If that wasn’t enough, in June Aretha issued “Aretha Now,” solidifying her royal role. There was no one bigger in R&B or pop or just music. Any kind of music.
“Aretha Now” kicks off with “Think,” which she herself wrote (she penned a number of her own hits, and does not get enough credit. She also wrote “Daydreamin'” and “Rock Steady,” among others.) “Think” is followed by Aretha’s cover of her friend Dionne Warwick’s “I Say a Little Prayer” — written by Burt Bacharach and Hal David, “Prayer” had been a million seller the previous autumn for Dionne. Aretha’s version was supposed to be a B side for “The House that Jack Built.” But it took off on its own, and today it’s a classic. It’s different enough from Dionne’s take that the two can live side by side.
There are only five tracks on side 1 of “Aretha Now” and those are the first two–what would be instant classics. The third track is a cover of Don Covay’s “See Saw,” which would itself see saw up the singles charts. Although Covay’s original was cemented in history, Aretha takes the song and makes it her own– just as she did on so many, in particular Otis Redding’s “Respect.” In coming years she’d reinvent Simon * Garfunkel’s “Bridge Over Troubled Water” and Ben E. King’s “Spanish Harlem.” Her interpretations were the key readings songs never knew they needed.
Two more covers grace side 1– Ray Charles’ “Night Time is the Right Time” and Sam Cooke’s “You Send Me.” They are her waxed seals of approval.
Side 2 starts with “You’re a Sweet Sweet Man” was one of four songs Aretha recorded by Ronnie Shannon. Two of the others were big, big hits– “I Never Loved a Man The Way I Love You” and “Baby I Love You.” This one may be its lesser cousin, but Aretha sings it with abandon– there’s a lightness in “Sweet Sweet Man.” She sounds happy, relieved.
“I Take What I Want” is a nod to Aretha’s birthplace, Memphis– written by Isaac Hayes and David Porter from Stax, with Hi Records’ soon-to-be legend Teenie Hodges. Cissy Houston and the Sweet Inspirations sing background as they do on all the tracks. Following the Shannon song, Jerry Wexler finds another deceptively light track. Side 2 is much less ponderous because of it. King Curtis’s tenor sax finds just the right attitude.

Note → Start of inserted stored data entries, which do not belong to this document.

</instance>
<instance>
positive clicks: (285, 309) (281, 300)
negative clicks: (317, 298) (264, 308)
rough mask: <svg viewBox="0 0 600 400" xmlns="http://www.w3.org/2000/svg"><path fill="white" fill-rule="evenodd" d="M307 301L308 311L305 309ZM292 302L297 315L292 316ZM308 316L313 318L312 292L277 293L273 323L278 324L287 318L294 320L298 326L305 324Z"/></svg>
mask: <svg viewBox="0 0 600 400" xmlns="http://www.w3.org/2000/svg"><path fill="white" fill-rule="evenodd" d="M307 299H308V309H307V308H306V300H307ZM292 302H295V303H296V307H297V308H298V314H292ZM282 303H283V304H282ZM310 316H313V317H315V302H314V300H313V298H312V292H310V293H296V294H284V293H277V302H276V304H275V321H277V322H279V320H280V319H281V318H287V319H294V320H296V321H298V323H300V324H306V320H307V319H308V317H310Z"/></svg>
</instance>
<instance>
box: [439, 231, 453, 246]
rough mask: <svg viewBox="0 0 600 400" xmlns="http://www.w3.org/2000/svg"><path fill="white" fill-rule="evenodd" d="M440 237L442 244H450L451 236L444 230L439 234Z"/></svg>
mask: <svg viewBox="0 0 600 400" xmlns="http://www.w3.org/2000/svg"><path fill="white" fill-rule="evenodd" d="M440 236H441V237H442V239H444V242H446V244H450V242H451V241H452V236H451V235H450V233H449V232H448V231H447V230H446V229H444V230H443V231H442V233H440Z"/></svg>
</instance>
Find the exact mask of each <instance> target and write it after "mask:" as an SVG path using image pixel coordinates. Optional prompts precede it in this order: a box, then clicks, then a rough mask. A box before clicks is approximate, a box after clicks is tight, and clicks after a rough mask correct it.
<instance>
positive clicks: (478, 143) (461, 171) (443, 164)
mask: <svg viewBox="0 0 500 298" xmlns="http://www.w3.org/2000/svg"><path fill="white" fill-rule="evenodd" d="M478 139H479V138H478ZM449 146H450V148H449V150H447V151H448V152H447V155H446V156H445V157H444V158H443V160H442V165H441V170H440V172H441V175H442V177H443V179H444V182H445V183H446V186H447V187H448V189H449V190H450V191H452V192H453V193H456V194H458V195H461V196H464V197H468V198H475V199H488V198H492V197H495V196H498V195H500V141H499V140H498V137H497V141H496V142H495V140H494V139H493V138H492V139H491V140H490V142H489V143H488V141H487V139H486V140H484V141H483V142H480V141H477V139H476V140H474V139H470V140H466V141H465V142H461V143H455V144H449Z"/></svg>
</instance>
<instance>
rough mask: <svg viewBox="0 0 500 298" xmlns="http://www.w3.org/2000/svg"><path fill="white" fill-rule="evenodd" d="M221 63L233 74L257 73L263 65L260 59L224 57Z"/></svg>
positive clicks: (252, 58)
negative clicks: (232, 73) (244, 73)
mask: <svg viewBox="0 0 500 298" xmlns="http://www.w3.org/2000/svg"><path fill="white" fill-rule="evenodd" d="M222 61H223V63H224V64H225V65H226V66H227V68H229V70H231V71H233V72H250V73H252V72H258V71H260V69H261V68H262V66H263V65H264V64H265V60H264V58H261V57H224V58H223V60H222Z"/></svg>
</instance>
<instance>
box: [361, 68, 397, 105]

Track 3 is a bit of a lost gem, co-written by Curtis with Jimmy Cliff, who was not yet a star. “Hello Sunshine” in retrospect sounds like a top ten hit. But who knows? Wexler was already overwhelmed with riches. Maybe he let it sit there for five decades and a re-discovery. The same goes for the fourth track, “A Change,” a hand-clapping, foot stomping upbeat pop-gospel number that shifts the side’s tone on a dime.
Aretha charges forward. Wexler puts it there to remind you she’s not resting on her laurels. He lets “Aretha Now” end with a uptempo ballad, again by Shannon, that shows off Aretha’s range. Wexler, who’s also shepherding Dusty Springfield at this time, can out-Dusty with “I Can’t See Myself Leaving You”– her second declaration of freedom after “Think.” “I say we’re through,” Aretha sings. She’s not begging anyone to come back.
The Queen of Soul goes from “Aretha Now” to a two year period of thrilling, live recordings, key covers. Nothing prepares you, though, for a stunning new album of originals in 1970, “Spirit in the Dark,” which would kick off a second decade of Aretha landmarks.